1. Is there a connection between vitamin D and sleep quality?

Yes, there is evidence that vitamin D status and sleep quality are linked. Low vitamin D levels or vitamin D deficiency can cause sleep issues and may contribute to sleep apnea and insomnia. 

Vitamin D supports healthy sleep cycle regulation and lowers levels of cortisol linked to sleep disturbances and restless nights. 


2. Is vitamin D good before bed?

Yes, taking vitamin D3 in combination with magnesium at night has been shown to improve sleep quality and duration. Some individuals appear sensitive to taking vitamin D at night and experience disrupted sleep. Adjusting the timing of vitamin D supplementation will likely fix this issue.

3. Can vitamin D cause sleepless nights?

Yes, some people can experience sleep problems when taking vitamin D at night. Although it’s not fully understood how, in some individuals, vitamin D supplementation disrupts melatonin production and causes abnormal sleep cycle regulation. 

In addition, there is evidence that vitamin D2 is more likely to cause sleep issues than supplements containing vitamin D3. Vitamin D2 is a synthetic and less potent form of vitamin D that may interfere with healthy sleeping patterns.  

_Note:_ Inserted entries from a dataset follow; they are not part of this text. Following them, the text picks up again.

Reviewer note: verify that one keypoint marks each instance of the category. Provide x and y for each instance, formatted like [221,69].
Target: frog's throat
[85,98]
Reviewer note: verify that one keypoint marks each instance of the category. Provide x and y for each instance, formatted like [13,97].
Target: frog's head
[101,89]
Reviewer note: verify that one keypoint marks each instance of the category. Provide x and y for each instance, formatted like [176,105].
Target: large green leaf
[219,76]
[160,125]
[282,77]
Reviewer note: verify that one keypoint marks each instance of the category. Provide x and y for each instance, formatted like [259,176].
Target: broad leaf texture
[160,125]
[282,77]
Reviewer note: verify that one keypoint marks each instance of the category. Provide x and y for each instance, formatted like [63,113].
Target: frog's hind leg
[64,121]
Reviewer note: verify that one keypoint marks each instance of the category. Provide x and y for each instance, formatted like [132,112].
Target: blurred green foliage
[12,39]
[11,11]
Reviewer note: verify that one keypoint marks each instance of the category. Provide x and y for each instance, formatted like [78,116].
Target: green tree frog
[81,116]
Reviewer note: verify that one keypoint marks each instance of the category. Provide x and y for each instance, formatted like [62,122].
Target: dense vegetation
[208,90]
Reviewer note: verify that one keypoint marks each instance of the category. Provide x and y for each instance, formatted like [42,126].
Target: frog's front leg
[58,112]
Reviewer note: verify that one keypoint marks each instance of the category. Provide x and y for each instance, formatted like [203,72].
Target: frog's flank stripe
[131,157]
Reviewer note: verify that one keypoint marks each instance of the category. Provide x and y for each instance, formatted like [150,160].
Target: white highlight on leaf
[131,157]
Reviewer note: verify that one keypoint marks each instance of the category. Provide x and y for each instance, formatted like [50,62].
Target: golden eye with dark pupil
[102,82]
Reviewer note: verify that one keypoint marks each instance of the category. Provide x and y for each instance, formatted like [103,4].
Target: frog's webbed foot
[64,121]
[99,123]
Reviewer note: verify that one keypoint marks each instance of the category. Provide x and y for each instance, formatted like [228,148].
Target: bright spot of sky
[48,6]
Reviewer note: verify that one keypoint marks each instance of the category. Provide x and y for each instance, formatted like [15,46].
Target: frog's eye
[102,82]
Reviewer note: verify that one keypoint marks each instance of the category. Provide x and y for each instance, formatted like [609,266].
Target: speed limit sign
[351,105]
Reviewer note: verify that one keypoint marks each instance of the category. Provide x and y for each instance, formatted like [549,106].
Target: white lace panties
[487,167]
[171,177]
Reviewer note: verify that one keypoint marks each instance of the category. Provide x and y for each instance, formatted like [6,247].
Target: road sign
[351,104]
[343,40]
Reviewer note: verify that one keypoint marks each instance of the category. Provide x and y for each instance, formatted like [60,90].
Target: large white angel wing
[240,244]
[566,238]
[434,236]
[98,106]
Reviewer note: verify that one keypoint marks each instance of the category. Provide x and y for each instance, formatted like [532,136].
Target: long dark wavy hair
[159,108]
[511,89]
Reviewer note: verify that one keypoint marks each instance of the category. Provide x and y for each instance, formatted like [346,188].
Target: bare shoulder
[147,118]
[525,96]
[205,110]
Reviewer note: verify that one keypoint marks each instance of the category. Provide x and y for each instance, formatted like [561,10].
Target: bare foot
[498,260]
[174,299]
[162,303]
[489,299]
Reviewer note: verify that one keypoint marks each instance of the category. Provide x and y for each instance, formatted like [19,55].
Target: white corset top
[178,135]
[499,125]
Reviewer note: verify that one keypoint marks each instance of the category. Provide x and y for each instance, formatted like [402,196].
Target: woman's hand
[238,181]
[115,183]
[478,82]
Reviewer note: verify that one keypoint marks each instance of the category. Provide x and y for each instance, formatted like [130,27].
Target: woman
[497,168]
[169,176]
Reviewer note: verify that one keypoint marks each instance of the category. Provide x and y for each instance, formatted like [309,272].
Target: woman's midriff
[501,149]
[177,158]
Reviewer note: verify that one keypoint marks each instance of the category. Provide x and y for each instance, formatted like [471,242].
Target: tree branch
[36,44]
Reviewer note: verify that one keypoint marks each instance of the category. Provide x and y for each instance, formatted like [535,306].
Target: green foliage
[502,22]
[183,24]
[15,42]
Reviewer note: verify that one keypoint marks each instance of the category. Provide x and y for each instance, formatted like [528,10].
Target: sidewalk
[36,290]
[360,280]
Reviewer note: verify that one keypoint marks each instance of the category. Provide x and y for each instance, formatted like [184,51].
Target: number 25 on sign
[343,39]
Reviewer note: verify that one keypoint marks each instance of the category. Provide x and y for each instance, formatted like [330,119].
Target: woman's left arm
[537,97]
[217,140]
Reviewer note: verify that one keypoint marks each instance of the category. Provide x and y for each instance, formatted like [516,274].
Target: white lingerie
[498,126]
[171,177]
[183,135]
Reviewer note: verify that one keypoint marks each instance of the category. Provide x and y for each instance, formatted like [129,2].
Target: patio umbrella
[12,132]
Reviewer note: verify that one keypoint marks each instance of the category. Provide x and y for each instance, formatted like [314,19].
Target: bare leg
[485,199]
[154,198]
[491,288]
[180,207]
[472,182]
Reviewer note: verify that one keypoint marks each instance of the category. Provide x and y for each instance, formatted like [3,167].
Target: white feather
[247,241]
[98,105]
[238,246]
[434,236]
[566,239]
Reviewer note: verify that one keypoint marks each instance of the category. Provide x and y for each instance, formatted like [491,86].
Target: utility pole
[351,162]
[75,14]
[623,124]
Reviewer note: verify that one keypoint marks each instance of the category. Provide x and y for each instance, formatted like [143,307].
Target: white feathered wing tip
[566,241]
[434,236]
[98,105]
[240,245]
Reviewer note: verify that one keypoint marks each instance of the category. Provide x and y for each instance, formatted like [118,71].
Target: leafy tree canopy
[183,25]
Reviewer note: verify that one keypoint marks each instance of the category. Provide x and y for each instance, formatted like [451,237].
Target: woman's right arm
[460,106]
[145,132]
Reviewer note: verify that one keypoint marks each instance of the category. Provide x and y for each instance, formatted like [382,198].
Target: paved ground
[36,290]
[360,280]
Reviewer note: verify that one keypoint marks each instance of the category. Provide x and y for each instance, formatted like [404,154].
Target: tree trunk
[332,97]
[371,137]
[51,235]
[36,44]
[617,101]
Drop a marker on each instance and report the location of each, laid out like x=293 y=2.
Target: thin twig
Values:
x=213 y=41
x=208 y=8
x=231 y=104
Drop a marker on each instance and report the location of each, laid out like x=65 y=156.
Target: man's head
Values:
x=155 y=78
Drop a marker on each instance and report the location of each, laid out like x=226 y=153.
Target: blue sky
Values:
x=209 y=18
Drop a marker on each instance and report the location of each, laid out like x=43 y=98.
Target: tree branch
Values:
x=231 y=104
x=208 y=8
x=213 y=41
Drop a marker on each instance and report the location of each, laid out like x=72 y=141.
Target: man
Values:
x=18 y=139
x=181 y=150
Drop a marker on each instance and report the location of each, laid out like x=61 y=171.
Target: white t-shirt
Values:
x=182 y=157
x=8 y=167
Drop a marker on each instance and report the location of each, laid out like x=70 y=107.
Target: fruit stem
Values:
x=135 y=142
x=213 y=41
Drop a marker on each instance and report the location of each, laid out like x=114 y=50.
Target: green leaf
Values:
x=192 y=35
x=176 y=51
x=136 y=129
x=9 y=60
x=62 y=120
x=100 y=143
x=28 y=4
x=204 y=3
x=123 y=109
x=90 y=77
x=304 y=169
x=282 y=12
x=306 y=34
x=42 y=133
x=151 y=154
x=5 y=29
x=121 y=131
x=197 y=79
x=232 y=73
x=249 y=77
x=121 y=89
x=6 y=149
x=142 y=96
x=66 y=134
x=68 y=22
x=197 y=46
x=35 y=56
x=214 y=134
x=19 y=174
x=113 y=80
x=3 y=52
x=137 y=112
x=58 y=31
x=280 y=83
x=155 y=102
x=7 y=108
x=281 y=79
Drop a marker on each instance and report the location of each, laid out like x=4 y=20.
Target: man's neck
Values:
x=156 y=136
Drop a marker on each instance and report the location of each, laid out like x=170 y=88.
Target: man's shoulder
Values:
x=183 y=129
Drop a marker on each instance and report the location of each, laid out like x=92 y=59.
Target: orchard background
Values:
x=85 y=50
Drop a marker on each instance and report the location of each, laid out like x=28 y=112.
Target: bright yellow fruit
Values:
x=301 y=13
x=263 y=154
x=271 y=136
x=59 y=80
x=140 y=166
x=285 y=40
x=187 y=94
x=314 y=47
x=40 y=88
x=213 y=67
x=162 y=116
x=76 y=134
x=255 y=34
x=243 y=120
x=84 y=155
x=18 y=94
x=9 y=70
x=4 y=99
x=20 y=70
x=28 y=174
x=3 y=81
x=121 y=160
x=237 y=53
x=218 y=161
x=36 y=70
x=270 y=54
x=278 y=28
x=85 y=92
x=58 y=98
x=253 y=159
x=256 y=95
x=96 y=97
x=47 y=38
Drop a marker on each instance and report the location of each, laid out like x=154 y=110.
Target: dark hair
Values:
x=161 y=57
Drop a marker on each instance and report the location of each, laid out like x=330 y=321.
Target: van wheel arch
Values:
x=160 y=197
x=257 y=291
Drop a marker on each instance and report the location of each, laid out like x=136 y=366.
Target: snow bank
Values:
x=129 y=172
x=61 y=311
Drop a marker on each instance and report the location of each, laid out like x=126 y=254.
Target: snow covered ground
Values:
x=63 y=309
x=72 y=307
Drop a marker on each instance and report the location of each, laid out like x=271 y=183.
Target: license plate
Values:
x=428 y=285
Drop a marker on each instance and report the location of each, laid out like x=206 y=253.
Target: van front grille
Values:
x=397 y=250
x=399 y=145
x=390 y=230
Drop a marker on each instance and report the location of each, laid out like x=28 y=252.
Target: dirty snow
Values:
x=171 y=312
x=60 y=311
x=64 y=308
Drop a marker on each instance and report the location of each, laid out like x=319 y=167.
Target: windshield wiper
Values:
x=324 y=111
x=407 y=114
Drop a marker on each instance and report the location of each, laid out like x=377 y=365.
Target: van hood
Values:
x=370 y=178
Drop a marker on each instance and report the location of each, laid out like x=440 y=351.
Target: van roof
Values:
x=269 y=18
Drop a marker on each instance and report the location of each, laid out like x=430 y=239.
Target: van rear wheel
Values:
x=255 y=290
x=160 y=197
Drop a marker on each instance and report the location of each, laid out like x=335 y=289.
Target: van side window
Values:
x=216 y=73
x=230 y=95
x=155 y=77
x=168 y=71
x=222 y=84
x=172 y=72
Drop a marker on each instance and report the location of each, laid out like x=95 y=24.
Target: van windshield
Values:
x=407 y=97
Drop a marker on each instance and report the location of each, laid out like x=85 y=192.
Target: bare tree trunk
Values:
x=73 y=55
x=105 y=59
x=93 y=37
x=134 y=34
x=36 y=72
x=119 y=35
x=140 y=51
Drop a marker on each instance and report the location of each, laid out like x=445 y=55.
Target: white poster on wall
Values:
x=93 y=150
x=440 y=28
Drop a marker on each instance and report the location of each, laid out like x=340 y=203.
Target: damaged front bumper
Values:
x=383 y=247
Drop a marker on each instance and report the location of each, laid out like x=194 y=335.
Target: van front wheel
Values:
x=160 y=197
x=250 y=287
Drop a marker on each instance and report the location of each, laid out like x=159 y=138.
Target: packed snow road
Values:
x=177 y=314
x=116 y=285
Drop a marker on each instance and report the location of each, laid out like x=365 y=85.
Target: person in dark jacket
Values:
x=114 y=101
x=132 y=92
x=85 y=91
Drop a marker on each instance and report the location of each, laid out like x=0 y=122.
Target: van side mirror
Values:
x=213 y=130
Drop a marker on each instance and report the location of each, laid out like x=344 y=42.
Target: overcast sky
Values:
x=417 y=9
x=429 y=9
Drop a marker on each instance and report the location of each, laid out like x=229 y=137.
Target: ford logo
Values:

4. Why does vitamin D make me sleepy?

Research found that the pineal gland in the brain has vitamin D receptors and that vitamin D directly stimulates the production of melatonin, a sleep-regulating hormone that induces sleepiness and prepares the body for sleep. 

Vitamin D increases melatonin levels, explaining why taking vitamin D at night can make you sleepy. 


5. When should I take vitamin D, in the morning or at night?

Taking vitamin D at night has been found to promote healthy sleep. However, some individuals appear sensitive to vitamin D’s effects on melatonin production and experience worsening sleep issues. In this case, it’s best to take vitamin D in the morning to support healthy vitamin D levels without the risk of disturbed sleep.